Una vez comentó, entre risas y burlas que un amigo mío venezolano, que más tarde se convertiría en brillante periodista de opinión, tenía nalgas de mujer declarando o insinuando con ello una presunta homosexualidad.
Mi amigo se enteró y cruzó en metro todo París hasta llegar al bar de la rue Cujas, centro de reuniones del sediento y ocioso grupo de estudiantes venezolanos y allí enfrentó al maldiciente compatriota de los palafitos zulianos y sin mediar palabra le asestó un furioso puñetazo en la boca que lo tiró al suelo. Aturdido, con la boca hinchada y sangrante, la víctima sonrió con perversa malignidad y murmuró: «Has demostrado que eres buen boxeador, pero no has demostrado que no eres marico».
Durante el tiempo en que José Luis Salcedo Bastardo, escritor, historiador y catedrático, fue embajador de Venezuela en el Reino Unido, el malvado palafito encontró en el ilustre venezolano una espléndida y jugosa víctima de sus abominables insidias y semanalmente enviaba a la Embajada en Londres cartas anónimas, absurdas hojas en blanco solo para darse el gusto de poner en el sobre el nombre del embajador pero agregando una coma después del primer apellido para evidenciar una turbia y oscura resonancia moral del ilustre venezolano.

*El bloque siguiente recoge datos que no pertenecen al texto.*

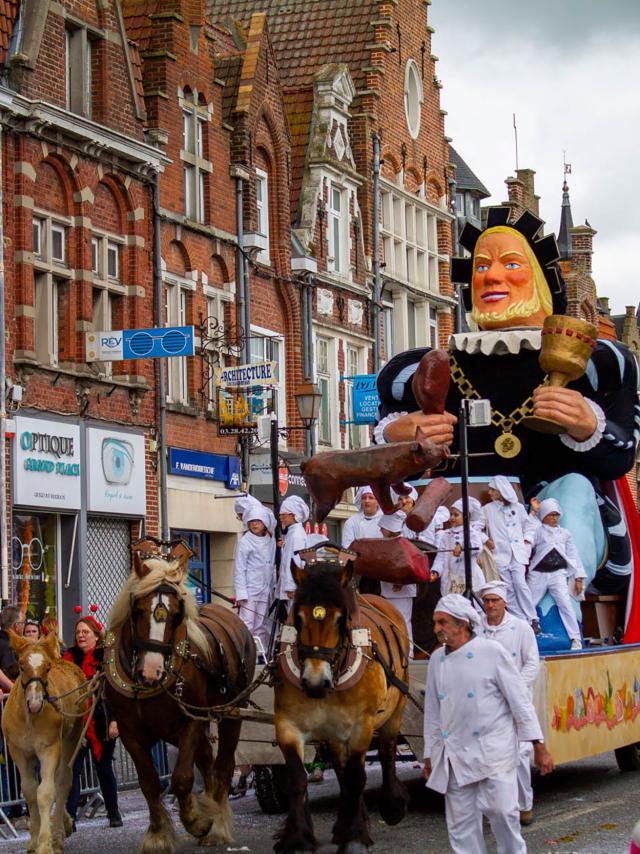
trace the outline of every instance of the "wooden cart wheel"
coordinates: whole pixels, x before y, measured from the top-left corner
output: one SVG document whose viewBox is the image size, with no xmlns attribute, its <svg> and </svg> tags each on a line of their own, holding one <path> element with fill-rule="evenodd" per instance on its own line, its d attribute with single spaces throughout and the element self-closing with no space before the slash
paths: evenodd
<svg viewBox="0 0 640 854">
<path fill-rule="evenodd" d="M 285 765 L 254 765 L 256 798 L 266 815 L 287 812 Z"/>
<path fill-rule="evenodd" d="M 616 762 L 621 771 L 640 771 L 640 744 L 627 744 L 616 751 Z"/>
</svg>

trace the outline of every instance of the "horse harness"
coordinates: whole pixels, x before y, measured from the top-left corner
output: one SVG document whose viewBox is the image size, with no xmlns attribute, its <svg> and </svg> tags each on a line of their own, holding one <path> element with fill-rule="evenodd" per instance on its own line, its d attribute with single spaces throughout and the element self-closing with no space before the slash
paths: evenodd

En aquellas cartas, un minúsculo signo ortográfico: la coma (,) alzaba vuelo y se transformaba en un gratuito e insidioso ataque a un embajador; se convertía en aire enfermizo, en la esencia de la perversidad, en un insulto tan esponjoso y enorme que no podrían verlo ni sentirlo ni el águila ni los búhos o las lechuzas.
Los gramáticos y la propia Real Academia de la Lengua Española enumeran los usos de la coma y una de sus exigencias establece que se escribe coma para aislar el vocativo del resto de la oración; por ejemplo: «Julio, ven acá» y es justamente ése el uso que empleaba reiteradamente la insolente perversidad que desde París enviaba a Londres cartas ausentes y sobres envenenados por un malsano signo de ortografía.